We kicked off this project in December 2020 and launched live on September 29, 2021, and it was a massive effort by many people.

Key rock stars:

  • Mike Dupree - STL
  • Mike Hubbard - Developer
  • Clayton Bildstein - Developer
  • Micah Joyner - Developer
  • Essam Al-Qaie- Developer
  • Keddy Pavlik - Project Manager
  • Jason Poole - Creative / UX lead
  • Hailey McNeil - Product Owner / Marketing
  • Laura Meshen - Content / Marketing
  • Dale Anderson - DevOps

Many other supporting members helped as well; you know who you are, and we appreciate you!

The architecture, technology & other nerdy stuff

Modern decoupled architecture

This project used a decoupled architecture strategy with Drupal 9 as the CMS back end and using React to display the content on the front end. Simply put, a modern architecture designed with scalability and growth in mind.

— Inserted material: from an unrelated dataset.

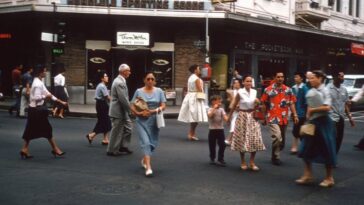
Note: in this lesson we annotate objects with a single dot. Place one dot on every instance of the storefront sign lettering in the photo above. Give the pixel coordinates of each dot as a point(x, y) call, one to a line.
point(132, 38)
point(273, 48)
point(357, 48)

Drupal 9 backend / Data / API

Configuring the Drupal back end is the same as it always was, so no new learning curves there. We ensured that the fields we added are matched well with what our React component props expect.

React front end

Using Next.js and a series of factory components, we connect to Drupal’s API to grab the JSON data we need, whether it’s a menu, content type, paragraph, etc. We then map the data to the necessary React components and their props to render the frontend.

Figma design system

Figma holds many token values (variables) that we use to style our React component library. Whether it’s font size, margins, colours, etc., each token shapes our components. Not only that but Figma is also used to design the component using the same tokens, which help us ensure a high degree of accuracy between design and code.

Material UI

Our design system leverages Google’s Material UI (MUI) instead of starting from scratch. MUI provides a robust, customizable, and accessibility-ready library of foundational components, enabling us to build our own design system and develop React components faster.

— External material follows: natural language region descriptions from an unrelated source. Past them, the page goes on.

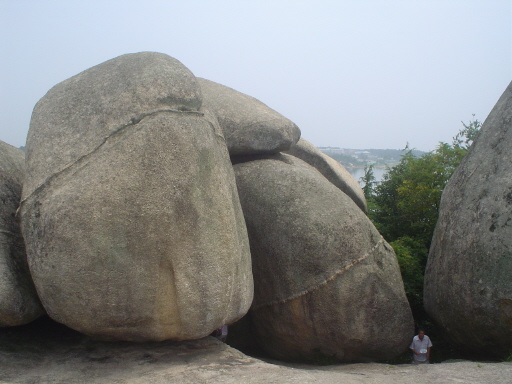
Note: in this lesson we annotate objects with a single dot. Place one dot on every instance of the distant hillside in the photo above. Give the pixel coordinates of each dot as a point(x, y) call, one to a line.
point(358, 158)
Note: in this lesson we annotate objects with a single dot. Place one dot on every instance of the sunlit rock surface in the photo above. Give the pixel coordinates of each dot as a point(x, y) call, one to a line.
point(327, 285)
point(250, 127)
point(468, 280)
point(19, 303)
point(130, 211)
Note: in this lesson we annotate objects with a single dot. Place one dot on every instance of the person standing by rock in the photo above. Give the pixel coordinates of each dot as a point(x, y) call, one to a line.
point(420, 348)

Storybook component library

Storybook previews our components while developing them and provides an environment for viewing all of our components in one place. Each component has usage examples and documentation and is a good resource for anyone using design system components while building out a front end.

Lagoon

Lagoon is a tool used for handling project deployments to Kubernetes. It works by listening to webhooks (notifications) from GitLab for specifically set branches/ or merge requests. When a branch whose name matches that which is configured is deployed, Lagoon receives a notification that the branch has been updated. It then pulls the code down and builds the application using the project-specified docker images. Once the images have been created, they are deployed to Kubernetes.

Kubernetes

Kubernetes is essentially site hosting via docker images. It is an application that manages docker containers, and these containers host your application. Kubernetes automatically scales the application as more users start to use the app.

Project stats

  • 460 closed git tickets!
    • Design system
    • Front end
    • Back end
  • ~2,000 hours from December to now
  • Ran in 2-week sprints using story points for estimation
  • 30 fully-formed components, from scratch, into Storybook
    • Launchpad for Gesso
  • Key takeaways from sprint retrospectives:
    • Break down tickets more! The devil is in the details and the ticket count.
    • Create a system to write and estimate tickets, so you have a healthy backlog for planning sprints.
    • Know your escalation path, and flag things early and often.
    • Keep a paper trail.
    • Speak up about unknowns; it’s ok to “risk annoying people.”
    • Account for review feedback and the time needed to action the feedback.
    • “Less is more” when it comes to populating a sprint.
    • Use Alt + F4 to clear your cache.
    • Singing in meetings keeps everyone happy.
    • Watch out for that Open column: The wild, wild West for unlabeled tickets
    • Direct quote: “Don't not do something cause McCabe says it’s unnecessary.”
    • LINTING is life.
    • Invite everyone to meetings.
    • A "question of the day" will only bring you joy.

Congrats to the entire Acro Commerce team on this significant milestone!